If we assume the budget of AI software providers is about 70% compute and 30% other costs,11 then their total costs (mainly staff) must be about 40% on top of the data centre revenues. In addition, typically a software company would want to earn an operating profit margin of at least 30%.12
So this would require the AI software company to earn around $4 of revenue per $1 spent on GPUs.
Running with $4/hour, we can roughly say that if $200bn per year is being spent on AI chips,13 AI software companies will need to eventually earn about $500bn per year to avoid them and data centres making losses, or $800bn per year for normal profit margins. (I’ll discuss over what time frame in the next section.)
And then consumers won’t be willing to spend $800bn per year on AI software unless it’s generating a lot of value for them, and they have no other option.
It’s hard to know how much of the value created for consumers will be captured by the software companies as revenues. In theory, it could range from “almost all” to “almost none”.
In the long term, in a competitive market, typically the new technology gets copied and commoditised, driving the price down to near costs, and most of the value ends up as consumer surplus.
However, the AI software market is not at equilibrium. In practice, the leading models are far more useful than the generation behind, and the companies selling these models have a significant lead, so they should be able to capture a significant fraction of the value while they maintain that lead.
I’d love better advice on how to model this, but right now my guess is that the AI software companies will capture around 25% of the “consumer value” they create in the coming years (i.e. if consumers were willing to pay up to $100 for the AI software, they in fact pay $25).
If we run with that, then the total amount of consumer value created by the AI models running on the $200bn of chips would need to be about $3.2 trillion.
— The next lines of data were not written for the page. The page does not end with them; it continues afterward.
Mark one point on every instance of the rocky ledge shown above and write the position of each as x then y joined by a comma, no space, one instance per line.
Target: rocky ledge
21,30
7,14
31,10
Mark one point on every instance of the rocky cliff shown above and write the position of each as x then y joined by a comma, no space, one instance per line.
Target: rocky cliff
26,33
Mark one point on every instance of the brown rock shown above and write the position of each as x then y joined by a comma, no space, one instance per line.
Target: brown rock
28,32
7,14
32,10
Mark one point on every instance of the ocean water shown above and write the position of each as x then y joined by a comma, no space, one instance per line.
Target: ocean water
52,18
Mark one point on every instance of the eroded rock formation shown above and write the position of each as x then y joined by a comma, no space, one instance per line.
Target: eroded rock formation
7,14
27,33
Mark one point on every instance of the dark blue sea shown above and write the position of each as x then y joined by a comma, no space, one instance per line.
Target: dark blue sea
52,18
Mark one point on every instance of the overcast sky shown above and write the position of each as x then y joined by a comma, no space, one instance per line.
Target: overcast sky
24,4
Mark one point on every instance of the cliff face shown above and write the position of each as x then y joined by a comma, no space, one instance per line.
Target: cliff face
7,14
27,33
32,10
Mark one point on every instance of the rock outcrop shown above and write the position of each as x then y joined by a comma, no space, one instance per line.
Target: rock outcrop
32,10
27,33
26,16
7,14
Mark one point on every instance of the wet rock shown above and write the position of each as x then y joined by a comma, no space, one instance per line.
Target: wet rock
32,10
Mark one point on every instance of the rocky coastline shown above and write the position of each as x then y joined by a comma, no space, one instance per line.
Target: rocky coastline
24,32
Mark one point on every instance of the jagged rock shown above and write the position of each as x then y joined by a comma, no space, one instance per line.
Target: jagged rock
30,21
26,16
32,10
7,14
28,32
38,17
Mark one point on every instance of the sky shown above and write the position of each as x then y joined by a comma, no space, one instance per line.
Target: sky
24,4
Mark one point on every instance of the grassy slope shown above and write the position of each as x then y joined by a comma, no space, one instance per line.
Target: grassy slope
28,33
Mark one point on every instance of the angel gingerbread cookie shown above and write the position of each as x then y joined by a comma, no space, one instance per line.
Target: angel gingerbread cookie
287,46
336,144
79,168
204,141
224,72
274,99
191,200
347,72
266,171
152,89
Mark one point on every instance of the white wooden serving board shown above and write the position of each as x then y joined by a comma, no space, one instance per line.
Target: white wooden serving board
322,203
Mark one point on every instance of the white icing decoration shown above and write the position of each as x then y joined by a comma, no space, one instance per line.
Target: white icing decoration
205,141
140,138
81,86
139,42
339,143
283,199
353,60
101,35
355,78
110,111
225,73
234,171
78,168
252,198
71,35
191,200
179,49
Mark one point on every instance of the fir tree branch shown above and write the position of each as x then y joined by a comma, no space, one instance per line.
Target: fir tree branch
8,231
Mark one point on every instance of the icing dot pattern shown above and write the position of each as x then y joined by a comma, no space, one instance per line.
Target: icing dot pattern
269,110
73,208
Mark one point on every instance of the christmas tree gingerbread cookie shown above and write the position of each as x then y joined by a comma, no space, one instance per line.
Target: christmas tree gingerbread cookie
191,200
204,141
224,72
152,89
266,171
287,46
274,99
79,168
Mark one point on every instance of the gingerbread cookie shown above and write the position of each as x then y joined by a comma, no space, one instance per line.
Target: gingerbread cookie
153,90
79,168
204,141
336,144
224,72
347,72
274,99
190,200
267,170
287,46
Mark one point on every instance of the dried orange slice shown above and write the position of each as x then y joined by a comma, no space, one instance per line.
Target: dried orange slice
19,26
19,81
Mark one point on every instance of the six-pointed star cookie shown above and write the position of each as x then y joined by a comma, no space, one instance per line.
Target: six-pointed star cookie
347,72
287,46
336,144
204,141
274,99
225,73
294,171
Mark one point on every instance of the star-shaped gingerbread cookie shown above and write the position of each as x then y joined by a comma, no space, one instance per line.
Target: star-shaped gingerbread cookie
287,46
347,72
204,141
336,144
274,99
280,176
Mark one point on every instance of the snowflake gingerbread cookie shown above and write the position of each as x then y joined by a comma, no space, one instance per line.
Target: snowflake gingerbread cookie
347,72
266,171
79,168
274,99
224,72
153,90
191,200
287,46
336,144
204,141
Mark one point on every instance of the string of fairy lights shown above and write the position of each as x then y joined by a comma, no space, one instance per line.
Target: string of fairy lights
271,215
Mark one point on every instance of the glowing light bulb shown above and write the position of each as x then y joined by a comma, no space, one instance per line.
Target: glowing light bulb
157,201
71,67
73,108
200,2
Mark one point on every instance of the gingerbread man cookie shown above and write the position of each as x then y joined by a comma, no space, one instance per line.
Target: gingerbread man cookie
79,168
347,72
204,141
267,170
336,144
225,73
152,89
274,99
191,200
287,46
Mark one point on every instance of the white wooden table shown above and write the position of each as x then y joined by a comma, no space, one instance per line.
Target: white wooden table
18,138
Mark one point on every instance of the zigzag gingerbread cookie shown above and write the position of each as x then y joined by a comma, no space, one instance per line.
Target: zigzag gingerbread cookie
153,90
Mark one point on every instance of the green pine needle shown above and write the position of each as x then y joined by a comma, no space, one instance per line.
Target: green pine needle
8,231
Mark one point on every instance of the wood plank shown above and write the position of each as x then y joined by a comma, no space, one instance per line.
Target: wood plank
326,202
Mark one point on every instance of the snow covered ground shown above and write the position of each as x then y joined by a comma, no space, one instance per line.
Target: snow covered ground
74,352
Consumer surplus would be $2.4 trillion (roughly 2.4% of world GDP — though the actual impact on GDP could be less).
Is this estimate just based on Nvidia? How else can we cross-check it?
One source is consultancy estimates of the size of the AI market in 2030. Most of these are around $1 trillion of revenues and a couple of trillions of dollars of GDP, so line up pretty well.14
We can also compare this to the market prices of AI software companies. For example, Microsoft has around 23% market share of the cloud market (and recently has purchased about 30% of leading GPUs).15 If they were to use these to earn 23% of AI software revenues, then given total software revenues of $800bn (as above), that would be $180bn per year. Over the last 12 months Microsoft’s revenue was $240bn, so another $180bn would be +75%, which seems roughly consistent with Microsoft’s current PE ratio of 35 (+40% the average), or the +60% Microsoft has risen since the start of 2023.
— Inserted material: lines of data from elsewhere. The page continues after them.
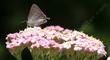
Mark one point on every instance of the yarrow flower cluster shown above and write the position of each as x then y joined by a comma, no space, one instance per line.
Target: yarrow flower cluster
55,37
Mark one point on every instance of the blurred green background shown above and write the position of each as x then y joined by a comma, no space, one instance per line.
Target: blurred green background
90,16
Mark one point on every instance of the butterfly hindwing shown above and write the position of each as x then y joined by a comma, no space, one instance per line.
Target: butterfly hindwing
36,17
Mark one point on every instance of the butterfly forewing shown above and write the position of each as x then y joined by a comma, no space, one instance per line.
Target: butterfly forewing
36,17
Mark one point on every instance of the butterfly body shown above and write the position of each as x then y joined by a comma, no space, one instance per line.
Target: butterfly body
36,17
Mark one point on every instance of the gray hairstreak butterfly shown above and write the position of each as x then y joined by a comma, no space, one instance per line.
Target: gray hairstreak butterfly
36,17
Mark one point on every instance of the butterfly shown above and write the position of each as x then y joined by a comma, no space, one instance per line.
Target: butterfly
36,17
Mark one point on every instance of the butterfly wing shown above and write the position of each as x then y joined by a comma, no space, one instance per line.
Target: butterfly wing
36,16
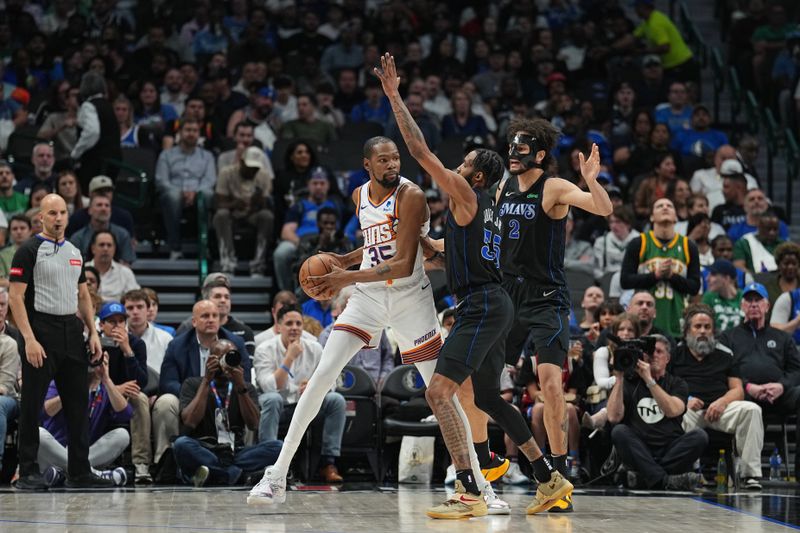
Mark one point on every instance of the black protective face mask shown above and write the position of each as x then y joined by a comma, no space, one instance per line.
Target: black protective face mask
528,161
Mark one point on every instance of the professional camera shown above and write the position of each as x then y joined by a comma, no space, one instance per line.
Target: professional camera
229,360
628,353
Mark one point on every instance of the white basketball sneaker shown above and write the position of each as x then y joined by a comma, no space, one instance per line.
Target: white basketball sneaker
270,490
494,504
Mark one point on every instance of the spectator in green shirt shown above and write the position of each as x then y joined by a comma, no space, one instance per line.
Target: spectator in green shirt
755,252
768,41
723,295
11,201
663,38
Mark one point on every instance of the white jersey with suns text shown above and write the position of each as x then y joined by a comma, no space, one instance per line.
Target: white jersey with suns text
378,223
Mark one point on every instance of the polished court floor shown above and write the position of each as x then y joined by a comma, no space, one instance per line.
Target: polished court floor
366,508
(Interestingly, the prices of OpenAI and Anthropic seem consistent with a somewhat smaller (though still large) AI software market. For example, if Anthropic can capture 5% of the AI software market, at normal margins it would make net income of $12bn, so at a PE ratio of 25, would be worth $300bn, which is over 10x its current market value. However, these investments are also riskier, so investors may well want several times the returns compared to a stock like Microsoft to be equally happy to hold them.)
Finally, almost all AI-exposed companies have gone up a lot since GPT-3, suggesting the market expects significant profits across the sector. I haven’t carefully calculated the aggregate gain of AI exposed stocks vs. the market, but it seems around $1 trillion. And market cap is the discounted value of future profits – revenues would need to be higher.
So I think we can say that the stock prices of Nvidia, large AI software companies, and other chip makers, as well as analyst estimates, are all consistent with AI software earning around $1 trillion a year of revenues.16
What timeframe is implicit in current spending?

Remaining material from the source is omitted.